Second Coming (2014)

Second Coming

An intriguing film debut for playwright Debbie Tucker Green, Second Coming is a thought-provoking allegory of an unexplained pregnancy in contemporary London.

Like A Virgin

by Alexa Dalby

Second Coming
[rating=3]

CAUTION: Here be spoilers

What if there was an immaculate conception in a middle-class black household in contemporary south London? That’s the triple whammy that award-winning playwright Debbie Tucker Green posits in Second Coming, her film debut. This crucial plot point is slow to emerge. At first, middle-aged Jax (Nadine Marshall in a subtle performance that the film relies on) discusses her unwanted pregnancy with her Job Centre colleague in their breaks, but its significance is left unexplained until much later. It’s gradually revealed that Jax was left unable to conceive after the birth of her son JJ (Kai Francis Lewis, an amazing debut and a young actor to watch). More than this, she has not had sex with her blue-collar husband Mark (realistic characterisation by Idris Elba), a railway track worker, or, indeed, anyone else for many months.

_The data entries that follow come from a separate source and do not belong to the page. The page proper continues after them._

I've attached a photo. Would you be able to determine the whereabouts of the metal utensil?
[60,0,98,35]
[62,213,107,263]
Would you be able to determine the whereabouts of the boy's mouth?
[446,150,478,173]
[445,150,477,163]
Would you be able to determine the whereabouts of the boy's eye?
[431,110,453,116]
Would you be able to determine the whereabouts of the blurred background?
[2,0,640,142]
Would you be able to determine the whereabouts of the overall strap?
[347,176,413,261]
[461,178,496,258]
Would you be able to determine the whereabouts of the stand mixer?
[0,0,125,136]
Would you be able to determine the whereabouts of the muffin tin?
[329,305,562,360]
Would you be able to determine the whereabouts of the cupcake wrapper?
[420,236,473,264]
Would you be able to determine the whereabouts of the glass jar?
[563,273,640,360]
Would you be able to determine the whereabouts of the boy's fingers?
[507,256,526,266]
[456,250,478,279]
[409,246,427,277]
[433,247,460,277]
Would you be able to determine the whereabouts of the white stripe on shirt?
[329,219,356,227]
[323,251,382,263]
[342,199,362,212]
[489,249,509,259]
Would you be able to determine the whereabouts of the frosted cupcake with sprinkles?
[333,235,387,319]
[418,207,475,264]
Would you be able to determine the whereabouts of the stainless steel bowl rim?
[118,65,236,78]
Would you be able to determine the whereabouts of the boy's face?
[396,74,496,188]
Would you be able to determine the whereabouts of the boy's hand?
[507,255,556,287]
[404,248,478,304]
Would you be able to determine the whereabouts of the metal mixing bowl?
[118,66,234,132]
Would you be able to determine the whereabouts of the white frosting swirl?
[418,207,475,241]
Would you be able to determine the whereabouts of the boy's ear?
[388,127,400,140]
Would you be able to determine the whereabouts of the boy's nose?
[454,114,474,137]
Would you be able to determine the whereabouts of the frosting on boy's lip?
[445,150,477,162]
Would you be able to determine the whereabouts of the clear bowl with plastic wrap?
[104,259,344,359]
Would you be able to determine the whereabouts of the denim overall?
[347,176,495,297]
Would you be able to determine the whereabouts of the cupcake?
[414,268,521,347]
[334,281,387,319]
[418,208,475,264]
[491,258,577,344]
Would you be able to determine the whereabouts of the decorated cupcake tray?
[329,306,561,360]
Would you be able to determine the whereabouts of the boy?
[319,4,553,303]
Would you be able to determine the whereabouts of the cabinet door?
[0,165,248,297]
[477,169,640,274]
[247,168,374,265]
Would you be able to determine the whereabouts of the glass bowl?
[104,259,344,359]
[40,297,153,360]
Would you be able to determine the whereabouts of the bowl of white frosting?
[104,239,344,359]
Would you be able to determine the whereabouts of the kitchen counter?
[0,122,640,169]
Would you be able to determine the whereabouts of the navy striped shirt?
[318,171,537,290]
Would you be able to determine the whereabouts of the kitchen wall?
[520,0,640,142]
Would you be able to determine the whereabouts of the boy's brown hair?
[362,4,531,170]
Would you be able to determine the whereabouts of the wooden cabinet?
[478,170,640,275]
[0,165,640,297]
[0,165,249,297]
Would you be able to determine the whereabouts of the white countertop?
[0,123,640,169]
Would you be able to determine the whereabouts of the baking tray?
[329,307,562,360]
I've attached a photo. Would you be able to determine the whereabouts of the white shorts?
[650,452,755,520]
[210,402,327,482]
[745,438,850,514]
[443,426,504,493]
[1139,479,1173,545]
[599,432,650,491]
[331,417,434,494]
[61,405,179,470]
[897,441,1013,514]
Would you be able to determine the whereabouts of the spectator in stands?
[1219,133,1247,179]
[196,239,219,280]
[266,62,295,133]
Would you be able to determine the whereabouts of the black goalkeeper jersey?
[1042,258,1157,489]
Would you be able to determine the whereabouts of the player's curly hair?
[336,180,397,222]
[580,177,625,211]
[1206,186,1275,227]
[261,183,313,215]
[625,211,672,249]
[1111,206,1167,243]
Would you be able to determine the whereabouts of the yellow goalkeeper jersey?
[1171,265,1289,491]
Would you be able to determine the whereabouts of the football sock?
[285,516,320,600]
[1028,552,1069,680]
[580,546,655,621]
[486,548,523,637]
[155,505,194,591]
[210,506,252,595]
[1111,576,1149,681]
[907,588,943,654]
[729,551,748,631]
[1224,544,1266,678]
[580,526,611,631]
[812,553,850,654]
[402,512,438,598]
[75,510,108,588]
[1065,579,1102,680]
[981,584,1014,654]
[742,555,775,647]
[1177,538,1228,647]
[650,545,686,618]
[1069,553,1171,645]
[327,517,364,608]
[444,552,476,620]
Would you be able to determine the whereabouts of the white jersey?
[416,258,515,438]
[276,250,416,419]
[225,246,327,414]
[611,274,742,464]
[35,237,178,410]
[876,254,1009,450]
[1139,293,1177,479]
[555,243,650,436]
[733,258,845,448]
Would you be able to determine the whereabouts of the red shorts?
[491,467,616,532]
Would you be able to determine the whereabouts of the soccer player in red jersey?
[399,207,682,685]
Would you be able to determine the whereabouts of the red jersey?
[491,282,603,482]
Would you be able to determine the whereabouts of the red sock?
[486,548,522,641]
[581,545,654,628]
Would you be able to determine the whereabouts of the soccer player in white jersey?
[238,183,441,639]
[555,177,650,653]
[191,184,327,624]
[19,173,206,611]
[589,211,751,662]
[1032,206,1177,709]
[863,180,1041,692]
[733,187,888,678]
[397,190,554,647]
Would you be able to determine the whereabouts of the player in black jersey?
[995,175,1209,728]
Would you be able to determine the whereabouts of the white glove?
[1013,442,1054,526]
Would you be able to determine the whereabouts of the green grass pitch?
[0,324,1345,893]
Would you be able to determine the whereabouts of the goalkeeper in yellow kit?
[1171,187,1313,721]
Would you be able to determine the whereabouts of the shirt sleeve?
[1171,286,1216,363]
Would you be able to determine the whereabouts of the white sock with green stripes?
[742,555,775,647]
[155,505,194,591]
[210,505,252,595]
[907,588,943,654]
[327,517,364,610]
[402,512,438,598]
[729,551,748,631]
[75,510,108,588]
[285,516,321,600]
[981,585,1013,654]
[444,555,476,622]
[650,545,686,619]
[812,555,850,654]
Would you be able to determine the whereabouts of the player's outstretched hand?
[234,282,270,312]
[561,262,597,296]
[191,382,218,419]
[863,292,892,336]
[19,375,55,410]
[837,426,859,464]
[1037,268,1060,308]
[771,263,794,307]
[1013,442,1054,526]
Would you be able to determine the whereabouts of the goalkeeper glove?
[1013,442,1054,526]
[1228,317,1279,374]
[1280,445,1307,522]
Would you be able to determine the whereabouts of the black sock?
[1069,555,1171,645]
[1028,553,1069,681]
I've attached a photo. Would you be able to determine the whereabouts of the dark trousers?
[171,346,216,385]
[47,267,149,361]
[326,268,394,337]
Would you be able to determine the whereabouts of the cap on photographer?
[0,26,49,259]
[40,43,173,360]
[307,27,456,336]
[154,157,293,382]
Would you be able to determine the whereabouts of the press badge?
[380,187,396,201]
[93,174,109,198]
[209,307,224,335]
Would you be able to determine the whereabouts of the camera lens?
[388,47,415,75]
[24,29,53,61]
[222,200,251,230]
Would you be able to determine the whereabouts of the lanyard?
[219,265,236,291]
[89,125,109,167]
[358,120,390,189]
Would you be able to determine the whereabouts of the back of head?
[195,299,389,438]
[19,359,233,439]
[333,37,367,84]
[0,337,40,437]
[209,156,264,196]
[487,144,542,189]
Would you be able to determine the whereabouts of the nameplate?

Second Coming is divided into sections counting down the weeks as the pregnancy progresses. But it’s well into the film before it’s divulged why this pregnancy is unusual. Meanwhile, Green creates realistic, choppy episodic, hand-held-camera-filmed scenes of mundane family life – mealtimes, bedtimes, parents and child scrambling to leave the house in time for work and school. There’s a second plot line involving JJ trying innocently but unsuccessfully to heal a bird that he and his schoolfriend have injured whilst trying to coax it on the common. He brings it home and keeps it in his room in a box until Jax find it and turns them both out into the garden. This story runs in parallel but its signficance is not made explicit.

As the story slowly unfolds, we gradually see the fallout of the inexplicable pregnancy on the family. Jax and Mark start to argue in a way they have never done as suspicions are aroused, accusations fly and no possible explanations are forthcoming. Is Jax sane? She herself doesn’t know. She has strange dreams – or maybe hallucinations. There are supernatural scenes of her alone in the bathroom with water pouring like rain through the ceiling and sudden bleeding. As the pregnancy continues, both she and Mark look on at her changing body and they wonder. The longest scene is near the end of the pregnancy when Jax and Mark argue violently – Mark is unable to accept the situation – in a way they have never done before. They are overheard by JJ on the stairs and we see the pain in his face. The impossible strain mounts until Jax attempts suicide. As a result, she has to accept psychiatric help and her visions stop – so she says. The pregnancy is unaffected by all this, and, whilst alone on the common, in the spot that JJ loves, Jax’s labour starts.

Second Coming is an uneasy mixture of social realism, the supernatural and possibly Biblical allegory. The characters are psychologically complex, and it’s superbly acted. The final episode of the story is one year on at a happy family party to celebrate the infant’s first birthday in their sunny, laughter-filled garden. Everything seems normal on the surface – but is the significance of the birth still waiting to be revealed? It’s a confident, intriguing and unusual film debut, though its pacing is uneven and it has some flaws. Is the pregnancy an immaculate conception or a reflection of Jax’s mental state? It’s so open to interpretation that it’s thought provoking for a long time afterwards. But ultimately any possible resolution is left so open that it’s as frustrating as trying to solve a riddle that has no solution.